Cox insight and strategy director Philip Nothard said: "Last year was challenging for the new car sector, yet we began 2023 with a welcome, albeit small, feeling of positivity. 

"There were signs in the closing months of last year that manufacturers were increasing supply levels, reducing market volatility, with added reports of tactical registration activity and increased activity in the leasing sector; we have signs of a 'normal' car market."

Cox has also issued a best-case scenario prediction of 1,904,024 registrations, and a worst-case scenario prediction of 1,614,352.

Among the factors feeding into Cox's baseline market projection is a returning appetite within fleet and leasing companies following market incentives to aid new vehicle purchases.

On the subject of EVs, Nothard said: "As we edge closer to the Zero Emission Vehicle Mandate regulation, more needs to be done for EVs to truly become the dominant mode of transport. 

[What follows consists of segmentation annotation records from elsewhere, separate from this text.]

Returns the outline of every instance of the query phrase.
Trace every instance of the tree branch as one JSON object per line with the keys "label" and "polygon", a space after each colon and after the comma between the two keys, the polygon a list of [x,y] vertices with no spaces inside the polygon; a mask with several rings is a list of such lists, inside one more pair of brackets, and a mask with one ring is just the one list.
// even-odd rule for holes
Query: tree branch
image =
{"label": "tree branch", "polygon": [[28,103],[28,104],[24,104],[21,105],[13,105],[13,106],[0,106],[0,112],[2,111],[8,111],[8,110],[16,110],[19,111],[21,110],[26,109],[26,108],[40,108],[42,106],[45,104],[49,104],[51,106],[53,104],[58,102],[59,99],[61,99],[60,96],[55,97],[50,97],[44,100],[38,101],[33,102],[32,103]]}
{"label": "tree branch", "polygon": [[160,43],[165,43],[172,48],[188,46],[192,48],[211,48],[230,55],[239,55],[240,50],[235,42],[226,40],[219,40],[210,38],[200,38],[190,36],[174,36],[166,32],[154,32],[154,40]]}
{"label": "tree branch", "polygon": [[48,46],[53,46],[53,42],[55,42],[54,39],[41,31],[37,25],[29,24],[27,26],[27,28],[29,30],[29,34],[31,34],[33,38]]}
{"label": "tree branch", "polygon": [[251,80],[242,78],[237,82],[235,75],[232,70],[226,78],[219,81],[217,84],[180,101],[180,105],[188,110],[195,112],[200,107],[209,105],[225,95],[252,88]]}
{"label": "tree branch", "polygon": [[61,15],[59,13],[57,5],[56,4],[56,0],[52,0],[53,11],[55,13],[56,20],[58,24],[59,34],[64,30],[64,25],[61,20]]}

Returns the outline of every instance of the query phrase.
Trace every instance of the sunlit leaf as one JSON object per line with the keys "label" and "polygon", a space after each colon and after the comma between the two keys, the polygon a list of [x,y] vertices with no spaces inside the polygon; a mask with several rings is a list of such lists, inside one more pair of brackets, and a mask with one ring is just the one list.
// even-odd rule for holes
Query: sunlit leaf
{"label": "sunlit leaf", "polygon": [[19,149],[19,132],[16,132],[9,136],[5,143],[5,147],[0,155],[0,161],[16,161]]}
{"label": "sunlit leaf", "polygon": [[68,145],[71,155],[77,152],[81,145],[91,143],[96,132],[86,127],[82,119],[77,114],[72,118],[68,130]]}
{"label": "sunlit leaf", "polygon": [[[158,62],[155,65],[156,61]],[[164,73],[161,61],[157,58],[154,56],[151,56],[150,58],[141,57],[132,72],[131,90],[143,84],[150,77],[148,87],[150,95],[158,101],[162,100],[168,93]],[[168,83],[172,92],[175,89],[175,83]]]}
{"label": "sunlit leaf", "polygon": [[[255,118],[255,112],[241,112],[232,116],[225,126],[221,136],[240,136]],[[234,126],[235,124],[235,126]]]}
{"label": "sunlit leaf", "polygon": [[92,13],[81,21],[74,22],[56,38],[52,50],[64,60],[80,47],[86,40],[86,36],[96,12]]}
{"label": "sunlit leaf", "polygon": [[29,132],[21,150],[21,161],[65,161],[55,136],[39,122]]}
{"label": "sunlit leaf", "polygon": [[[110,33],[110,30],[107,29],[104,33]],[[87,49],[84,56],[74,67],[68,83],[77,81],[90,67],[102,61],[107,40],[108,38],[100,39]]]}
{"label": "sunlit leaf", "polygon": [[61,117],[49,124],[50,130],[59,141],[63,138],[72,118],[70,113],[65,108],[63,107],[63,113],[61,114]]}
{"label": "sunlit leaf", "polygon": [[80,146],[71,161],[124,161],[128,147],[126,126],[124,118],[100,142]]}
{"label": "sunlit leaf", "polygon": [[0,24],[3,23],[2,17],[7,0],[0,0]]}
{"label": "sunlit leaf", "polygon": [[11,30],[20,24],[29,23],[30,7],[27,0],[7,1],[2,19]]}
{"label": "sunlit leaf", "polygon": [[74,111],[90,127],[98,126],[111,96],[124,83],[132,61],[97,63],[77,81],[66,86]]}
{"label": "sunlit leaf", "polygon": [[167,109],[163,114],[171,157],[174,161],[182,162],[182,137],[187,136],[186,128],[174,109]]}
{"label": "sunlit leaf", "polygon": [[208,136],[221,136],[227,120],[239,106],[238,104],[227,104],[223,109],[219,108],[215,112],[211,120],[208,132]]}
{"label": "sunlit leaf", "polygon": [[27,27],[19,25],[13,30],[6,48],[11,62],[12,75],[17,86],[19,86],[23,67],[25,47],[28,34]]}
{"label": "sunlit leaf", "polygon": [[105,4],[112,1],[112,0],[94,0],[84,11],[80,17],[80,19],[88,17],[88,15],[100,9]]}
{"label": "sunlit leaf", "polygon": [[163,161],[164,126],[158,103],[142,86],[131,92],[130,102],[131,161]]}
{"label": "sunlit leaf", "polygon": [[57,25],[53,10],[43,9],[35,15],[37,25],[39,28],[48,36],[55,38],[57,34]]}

"Significant investment is still needed in the charging infrastructure to support a growing EV parc. In addition, there are still barriers to entry for many people, with the cost of EVs being higher than their petrol/diesel counterparts."

Turning to Chinese manufacturers, he added: "The timing couldn't be better for Chinese manufacturers as established OEMs step away from affordable but ultimately unprofitable legacy models. This has left a void to fill as people still need small, cheaper cars."